Tennessee football lost its fourth straight game on Saturday, falling to the Kentucky Wildcats. Here are five takeaways from the Volunteers’ loss.
Make it 3-5 overall and 0-5 in the SEC. This is where Tennessee football stands after a 29-26 loss to the Kentucky Wildcats. The Vols gave up a touchdown to Stephen Johnson with 30 seconds left despite leading for much of the second half.
They ended the game with a Hail Mary completion from Jarrett Guarantano to Jeff George, but George went down three yards short of the end zone. So Kentucky and Mark Stoops escaped with the win to get to 6-2 and bowl eligible for a second straight year.
It’s the first time since 1984 that the Wildcats beat Tennessee and were bowl eligible in the same year. And it’s the first time since 2011 that they beat the Vols at all.
Here are five takeaways from Tennessee football’s loss to Kentucky.
1. The Vols failed to capitalize off opportunities.
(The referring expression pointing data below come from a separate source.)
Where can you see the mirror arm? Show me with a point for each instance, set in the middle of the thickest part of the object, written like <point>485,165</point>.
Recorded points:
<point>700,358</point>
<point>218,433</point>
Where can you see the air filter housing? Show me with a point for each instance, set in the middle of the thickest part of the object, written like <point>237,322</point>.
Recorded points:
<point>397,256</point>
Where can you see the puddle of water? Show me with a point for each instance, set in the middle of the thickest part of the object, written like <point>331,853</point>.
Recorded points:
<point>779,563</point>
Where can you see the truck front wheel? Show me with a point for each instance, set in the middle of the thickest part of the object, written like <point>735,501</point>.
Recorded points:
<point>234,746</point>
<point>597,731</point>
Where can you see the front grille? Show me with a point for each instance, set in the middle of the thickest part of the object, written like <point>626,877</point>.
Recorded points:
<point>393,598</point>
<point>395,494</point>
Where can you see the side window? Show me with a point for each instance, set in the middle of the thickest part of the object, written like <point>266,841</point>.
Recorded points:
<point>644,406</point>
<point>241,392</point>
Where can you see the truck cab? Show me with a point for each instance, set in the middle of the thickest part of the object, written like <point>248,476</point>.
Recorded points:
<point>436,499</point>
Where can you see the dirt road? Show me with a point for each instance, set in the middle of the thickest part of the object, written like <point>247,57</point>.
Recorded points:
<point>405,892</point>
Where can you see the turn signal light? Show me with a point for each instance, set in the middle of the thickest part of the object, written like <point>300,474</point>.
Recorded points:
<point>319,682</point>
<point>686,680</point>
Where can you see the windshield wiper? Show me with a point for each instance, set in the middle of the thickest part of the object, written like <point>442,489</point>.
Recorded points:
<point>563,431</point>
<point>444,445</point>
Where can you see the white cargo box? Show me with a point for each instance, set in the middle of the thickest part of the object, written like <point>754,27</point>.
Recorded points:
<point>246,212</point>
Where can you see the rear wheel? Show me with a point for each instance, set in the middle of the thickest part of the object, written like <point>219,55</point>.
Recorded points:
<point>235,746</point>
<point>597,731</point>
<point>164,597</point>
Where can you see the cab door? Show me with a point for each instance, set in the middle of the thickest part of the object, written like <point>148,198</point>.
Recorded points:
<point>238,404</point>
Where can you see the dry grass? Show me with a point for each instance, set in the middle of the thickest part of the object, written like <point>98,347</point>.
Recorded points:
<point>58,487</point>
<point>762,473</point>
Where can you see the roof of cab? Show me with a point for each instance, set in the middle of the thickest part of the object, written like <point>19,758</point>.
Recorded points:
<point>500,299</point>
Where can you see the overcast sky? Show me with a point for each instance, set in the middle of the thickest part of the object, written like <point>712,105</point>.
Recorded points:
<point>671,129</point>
Kentucky committed four turnovers on the night, and Stephen Johnson actually went out for a play. That should have been enough for Tennessee football to win this game. But they couldn’t. The Vols got a grand total of nine points off of Kentucky’s four turnovers, and it bit them. Not only did they force four turnovers, but they committed none themselves, and they also out-gained the Wildcats in offense. So how did they lose?
2. Red zone play was once again an issue.
Carrying a theme that has plagued Tennessee football all year, Butch Jones’s Vols were once again horrendous in the red zone. The Vols’ first two offensive possessions were in the red zone, and they came away with six points overall. They then had to settle for another field goal in the red zone in the second half. Brent Cimaglia was four of six on the night, and in two of those red zone drives, the Vols got to the six-yard line. They would then get pushed back for a variety of reasons. One of those reasons is our next post.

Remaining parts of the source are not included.